Miss Holly and I shared many conversations over the weeks that she was in the hole, and we became fast friends. We talked about everything from past loves to past lives and everything in between. It was enjoyable because it had been four years since I had talked with anyone on the level that we shared that did not include a sexual relationship or an expectation of anything more than sharing a moment in life’s passing.
At one point, though, I found that I was starting to become attached to Holly and it was a real eye opener. It made me back up a step and see that suffering would occur if I were to become attached and that I needed to back off. So I did. Once this was done, I was able to let go of the attachment and enjoy Miss Holly once more.
In order to have a place to focus as well as an image of the Buddha during my meditation time, on the wall at one end of my bed I drew a picture that resembled Lord Buddha sitting in meditation. It was drawn in pencil and Lord Buddha had a smile on his face. It brought me comfort to know that I shared the cell with him.
Eventually I was escorted in shackles to my court hearing. I had agreed to plead guilty and not have a long, drawn-out court trial. I viewed a trial as a form of lying because it would involve saying that I was not guilty when I was. Pleading guilty was a chance to keep my vow of telling the truth, and it lessened the burden on the victim by her not having to get on the stand and testify.

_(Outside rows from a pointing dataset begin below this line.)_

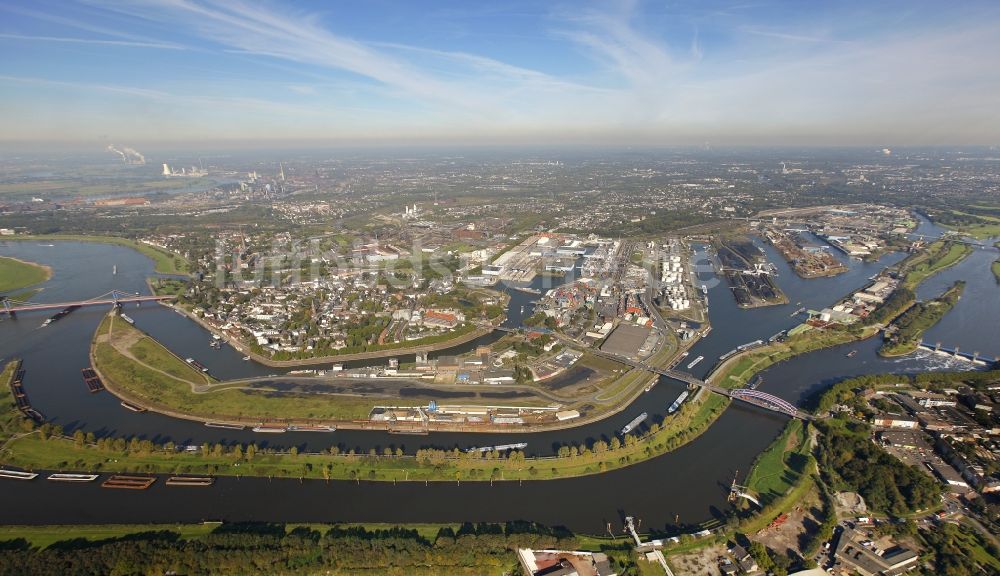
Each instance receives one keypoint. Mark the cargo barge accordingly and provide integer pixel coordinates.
(197, 364)
(17, 474)
(196, 481)
(634, 423)
(677, 403)
(72, 477)
(123, 482)
(92, 380)
(499, 448)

Once in the courtroom, I signed the necessary papers and then apologized to the victim and received my time. It brought me peace to be able to apologize; it also shocked the deputies that escorted me from the courtroom. They said that rarely will a person apologize to the victim at sentencing. I was saddened at that revelation from the officer, for it meant that many victims lacked closure in some small way in the ordeals that they went through.

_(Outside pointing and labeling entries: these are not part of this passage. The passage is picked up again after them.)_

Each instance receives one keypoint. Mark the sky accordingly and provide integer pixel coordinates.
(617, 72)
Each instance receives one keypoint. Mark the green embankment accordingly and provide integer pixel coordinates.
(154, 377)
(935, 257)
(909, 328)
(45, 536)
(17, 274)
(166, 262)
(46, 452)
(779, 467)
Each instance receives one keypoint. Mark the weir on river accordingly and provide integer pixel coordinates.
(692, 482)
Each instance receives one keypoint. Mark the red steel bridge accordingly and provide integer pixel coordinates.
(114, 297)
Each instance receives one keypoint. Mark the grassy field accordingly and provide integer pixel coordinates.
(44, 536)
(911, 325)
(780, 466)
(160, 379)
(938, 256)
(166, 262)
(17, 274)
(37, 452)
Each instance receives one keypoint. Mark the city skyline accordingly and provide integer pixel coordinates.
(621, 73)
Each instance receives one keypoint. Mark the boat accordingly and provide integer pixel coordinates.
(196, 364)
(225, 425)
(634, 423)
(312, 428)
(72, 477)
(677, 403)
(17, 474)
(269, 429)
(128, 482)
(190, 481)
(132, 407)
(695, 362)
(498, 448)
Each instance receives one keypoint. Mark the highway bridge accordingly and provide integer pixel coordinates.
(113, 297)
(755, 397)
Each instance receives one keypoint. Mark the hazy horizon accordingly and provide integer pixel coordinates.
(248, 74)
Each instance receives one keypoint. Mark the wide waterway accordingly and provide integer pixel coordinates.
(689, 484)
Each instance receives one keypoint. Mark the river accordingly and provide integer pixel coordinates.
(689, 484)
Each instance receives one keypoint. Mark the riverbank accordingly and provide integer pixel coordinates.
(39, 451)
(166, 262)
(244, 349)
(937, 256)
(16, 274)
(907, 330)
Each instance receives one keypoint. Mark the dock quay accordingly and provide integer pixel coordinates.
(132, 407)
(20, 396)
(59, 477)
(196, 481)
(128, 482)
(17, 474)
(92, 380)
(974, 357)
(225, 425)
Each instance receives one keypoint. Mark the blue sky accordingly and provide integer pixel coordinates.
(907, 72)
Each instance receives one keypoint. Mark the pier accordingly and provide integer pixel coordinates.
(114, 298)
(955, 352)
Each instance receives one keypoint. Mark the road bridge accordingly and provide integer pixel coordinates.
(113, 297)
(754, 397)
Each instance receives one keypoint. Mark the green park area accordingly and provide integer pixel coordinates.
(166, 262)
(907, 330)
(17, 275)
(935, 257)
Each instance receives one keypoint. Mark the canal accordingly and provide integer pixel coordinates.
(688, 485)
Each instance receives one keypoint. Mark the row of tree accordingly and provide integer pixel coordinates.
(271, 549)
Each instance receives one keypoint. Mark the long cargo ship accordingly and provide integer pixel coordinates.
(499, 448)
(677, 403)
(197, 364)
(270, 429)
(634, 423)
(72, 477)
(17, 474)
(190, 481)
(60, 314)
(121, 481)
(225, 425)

I spent another week in my cell after that day and simply enjoyed the time away from solitary confinement in Eastern Oregon. I would miss the friends I had made here and the camaraderie that we all shared. It seems that in this instance mutual suffering brought us all closer rather than separate and confined by ourselves as solitary confinement is meant to do.
I had learned that growing attached to people brings suffering, and I had some insight into how to let go of the false perceptions I put on people. I may become attached in the future, but at least I was learning to recognize it and stop it. I also learned a bit of what it must have been like for the monks kept prisoner in Tibet, and how it was for them not to have any Dharma materials to practice with. I had to quote from memory what I did know and count on my sincerity to carry me the rest of the way.
I was finally once again shackled hand and foot and put on a bus with other incarcerated people for the seven-hour drive to Eastern Oregon. However, this time a bit of myself was free and soared off into the beauty that encompassed the scenery around us on the drive. Some good had come out of a bad situation and I had to smile. Indeed the Buddha had watched over me and taught me some lessons as well.